Bruce as a matter of interest....you say that you get your stuff from BOC in New Zealand.. just to compare how much do you pay for your gas there. the boc gasses here are horendously priced. . example... Argoshield light size Y £27.85 plus £8.95 fixed charge plus £4.87 vat MAKING A TOTAL OF £41.67 and you have to pays a whopping price for rental of the cylinders also.

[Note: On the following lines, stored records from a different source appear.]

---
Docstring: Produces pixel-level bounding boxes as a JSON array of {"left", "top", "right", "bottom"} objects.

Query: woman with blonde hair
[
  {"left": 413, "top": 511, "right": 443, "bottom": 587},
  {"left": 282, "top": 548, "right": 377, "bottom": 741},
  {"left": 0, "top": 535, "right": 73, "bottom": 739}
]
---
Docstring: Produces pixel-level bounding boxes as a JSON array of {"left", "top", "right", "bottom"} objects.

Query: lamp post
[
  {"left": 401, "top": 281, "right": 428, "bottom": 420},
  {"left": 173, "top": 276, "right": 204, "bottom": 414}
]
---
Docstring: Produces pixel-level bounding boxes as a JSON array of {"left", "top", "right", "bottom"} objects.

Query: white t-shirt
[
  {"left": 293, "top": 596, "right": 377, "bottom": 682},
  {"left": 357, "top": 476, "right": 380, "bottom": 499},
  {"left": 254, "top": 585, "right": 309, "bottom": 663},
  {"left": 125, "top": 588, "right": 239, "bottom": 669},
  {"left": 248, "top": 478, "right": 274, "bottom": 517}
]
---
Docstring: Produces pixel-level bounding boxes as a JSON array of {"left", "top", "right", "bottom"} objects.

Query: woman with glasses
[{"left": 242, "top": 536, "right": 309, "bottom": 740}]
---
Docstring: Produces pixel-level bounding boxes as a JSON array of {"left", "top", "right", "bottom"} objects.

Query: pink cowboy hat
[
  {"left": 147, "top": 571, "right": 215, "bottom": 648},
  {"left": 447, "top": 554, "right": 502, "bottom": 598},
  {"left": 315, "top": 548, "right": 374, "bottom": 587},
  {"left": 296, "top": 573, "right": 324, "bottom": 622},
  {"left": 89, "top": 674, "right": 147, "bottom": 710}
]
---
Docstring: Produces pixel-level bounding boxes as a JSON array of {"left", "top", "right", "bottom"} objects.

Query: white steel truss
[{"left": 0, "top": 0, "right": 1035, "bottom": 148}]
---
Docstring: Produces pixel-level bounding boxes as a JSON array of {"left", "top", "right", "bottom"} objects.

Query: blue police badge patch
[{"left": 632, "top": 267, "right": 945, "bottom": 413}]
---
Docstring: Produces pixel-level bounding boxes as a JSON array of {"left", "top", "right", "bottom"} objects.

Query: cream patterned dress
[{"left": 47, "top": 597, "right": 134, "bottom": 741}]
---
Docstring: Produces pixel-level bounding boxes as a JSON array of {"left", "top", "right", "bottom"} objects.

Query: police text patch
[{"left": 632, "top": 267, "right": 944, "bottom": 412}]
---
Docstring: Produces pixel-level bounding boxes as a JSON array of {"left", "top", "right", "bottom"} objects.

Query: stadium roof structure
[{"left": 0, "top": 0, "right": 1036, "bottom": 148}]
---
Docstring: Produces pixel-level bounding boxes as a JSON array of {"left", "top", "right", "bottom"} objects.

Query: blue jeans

WHICH IS £39.19 PER CYLINDER PER YEAR. We are being exploited something rotten......they have probably got a 1000 % mark up. BOC =££££ = :-( all the best....mark
Reply to
mark
GWYN WROTE Hi Mark We stock 5Kg Reels of stainless wire-0.8 & 1.0mm.The most common grades of S/S wires are 308 for welding 304 ie common 18/8 stainless steel and 316 for welding 316 stainless steel which is resistant to pitting corrosion in acid environment;used in the food,brewing,milk, etc industries.308 is the cheaper and would probably suffice for your unknown products though some manufacturers would use 316.
Reply to
mark
In message , mark writes
Hi Mark,If you are removing all signs of oxide as you suggest I can see no benefit in using pickling paste.You might achieve some benefit by passivating the surface but I doubt your product is that critical.